A Light On Pakistan’s Nuclear Submarine Project





 Courtesy—–www.grandestrategy.com

In late 2011 an internet rumor spread about Pakistan’s development of
nuclear submarines and in early 2012, we have heard major news networks
in Pakistan announce the development of Pakistan’s nuclear submarines
“in 5-8 years”. The earliest news of Pakistan’s nuclear submarine
project was in 2006 when General Musharraf announced that Pakistan now
has the technology to build nuclear submarines. 







The first point to ponder is that Pakistan, unlike certain other
countries, prefers to develop weapon systems quietly. If this kind of
announcements are coming out, it all probability Pakistan already has a
nuclear submarine, or at minimum critical components, well underway. The
most critical component is the nuclear power plant, and the news thus
points to the development of a miniature power plant. 





RUMINT suggests that Pakistan’s nuclear submarine is likely to be based
on the Qing Class Chinese SSK, which Pakistan is believed to receive 6
units of. Given the giant size of the Qing Class (5,000-6,000 tons), the
submarine is ideally suited as the basis for a Pakistani SSN / SSBN.
RUMINT also suggests that Pakistan is seeking a smaller sized nuclear
sub that sacrifices speed for simplicity and ease of maintenance. The
basic idea is that instead of hydraulic propulsion, the Pakistani subs
will utilize an all-electric propulsion system that is charged by the
nuclear power plant. 







Such an arrangement fits in perfectly for the following reasons:





1. Pakistani SSNs/SSBNs do not need to keep up with a carrier group or
large-scale task force; They are likely to operate solo, making the loss
of possibly 3-5 knots in speed less relevant.





2. The Qing Class (and other SSKs) already have a highly advanced
electric propulsion system.
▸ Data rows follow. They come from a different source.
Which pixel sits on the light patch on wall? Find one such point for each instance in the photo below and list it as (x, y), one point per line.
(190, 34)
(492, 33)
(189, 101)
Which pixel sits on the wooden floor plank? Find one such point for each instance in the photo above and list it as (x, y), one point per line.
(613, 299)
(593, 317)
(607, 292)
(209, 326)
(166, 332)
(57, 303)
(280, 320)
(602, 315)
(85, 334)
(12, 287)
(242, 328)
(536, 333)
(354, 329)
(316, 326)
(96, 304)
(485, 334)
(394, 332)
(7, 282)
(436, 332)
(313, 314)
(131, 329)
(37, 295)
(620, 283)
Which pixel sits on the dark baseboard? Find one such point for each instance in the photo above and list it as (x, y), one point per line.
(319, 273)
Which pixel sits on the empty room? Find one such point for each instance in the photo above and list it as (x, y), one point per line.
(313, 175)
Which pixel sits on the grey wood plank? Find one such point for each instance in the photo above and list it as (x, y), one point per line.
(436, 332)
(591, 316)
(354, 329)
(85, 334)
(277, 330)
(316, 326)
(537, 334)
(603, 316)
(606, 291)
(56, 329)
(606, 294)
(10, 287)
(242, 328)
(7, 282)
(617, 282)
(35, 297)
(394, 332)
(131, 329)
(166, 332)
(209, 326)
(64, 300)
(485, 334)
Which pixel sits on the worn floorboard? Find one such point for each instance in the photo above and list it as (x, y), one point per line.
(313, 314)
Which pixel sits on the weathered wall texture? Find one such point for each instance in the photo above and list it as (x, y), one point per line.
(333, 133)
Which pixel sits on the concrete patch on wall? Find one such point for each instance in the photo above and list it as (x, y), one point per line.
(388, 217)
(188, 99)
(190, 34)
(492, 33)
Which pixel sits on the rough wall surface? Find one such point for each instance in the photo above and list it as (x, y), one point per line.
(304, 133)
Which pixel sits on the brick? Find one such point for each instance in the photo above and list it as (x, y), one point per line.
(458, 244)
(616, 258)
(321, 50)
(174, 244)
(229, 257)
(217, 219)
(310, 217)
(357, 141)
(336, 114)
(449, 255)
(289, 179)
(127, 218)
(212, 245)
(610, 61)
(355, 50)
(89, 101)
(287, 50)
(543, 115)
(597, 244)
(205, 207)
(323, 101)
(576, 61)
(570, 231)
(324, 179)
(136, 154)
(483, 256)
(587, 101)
The Pakistani nuclear submarine would thus
be a replacement of the diesel engine power generation with a nuclear
power plant. 





3. Electric propulsion has traditionally lagged behind hydraulic
propulsion, but recent advances in the former has significantly reduced
the gap in performance between the two. 





4. Sets up future improvements in technology which are headed towards
magnetohydrodynamic propulsion, saving on investment in hydraulic
submarine propulsion which would have been a technological end
investment.





Taking a closer look at the possible type of nuclear power plant to be
utilized, it is likely to be a small pressurized light water
reactor.Such a reactor would require some R&D given that Pakistan
does not have much expertise in light water reactors, and because the
need for miniaturization. However, given Chinese expertise and potential
assistance, this should not prove to be a difficult challenge to
overcome. Moreover, Pakistan has a highly qualified and competent
nuclear establishment that should be able to meet the challenge. 





Another potential help may have been the transfer of technology from
France with the Agosta 90B submarine purchase. A number of key
technologies were transferred including design and development skills
and tools. Building of hulls and experience with Western subsystems,
many of which are used in the French nuclear submarines would help the
Pakistani SSN / SSBN, if it already has not found its way to the Chinese
Qing Class.





In sum, while India is preparing her first indigenous nuclear submarine,
Pakistan is well underway in making an equivalent capability upgrade.
While the time-frame given in the media is 5-8 years, it is very
possible that Pakistan is capable of building and fielding such a
submarine in 3-5 years. The timeline for building and deploying such a
sub is mainly dependent on how quickly and successfully the Indian
nuclear submarine program is able to field and operate a submarine.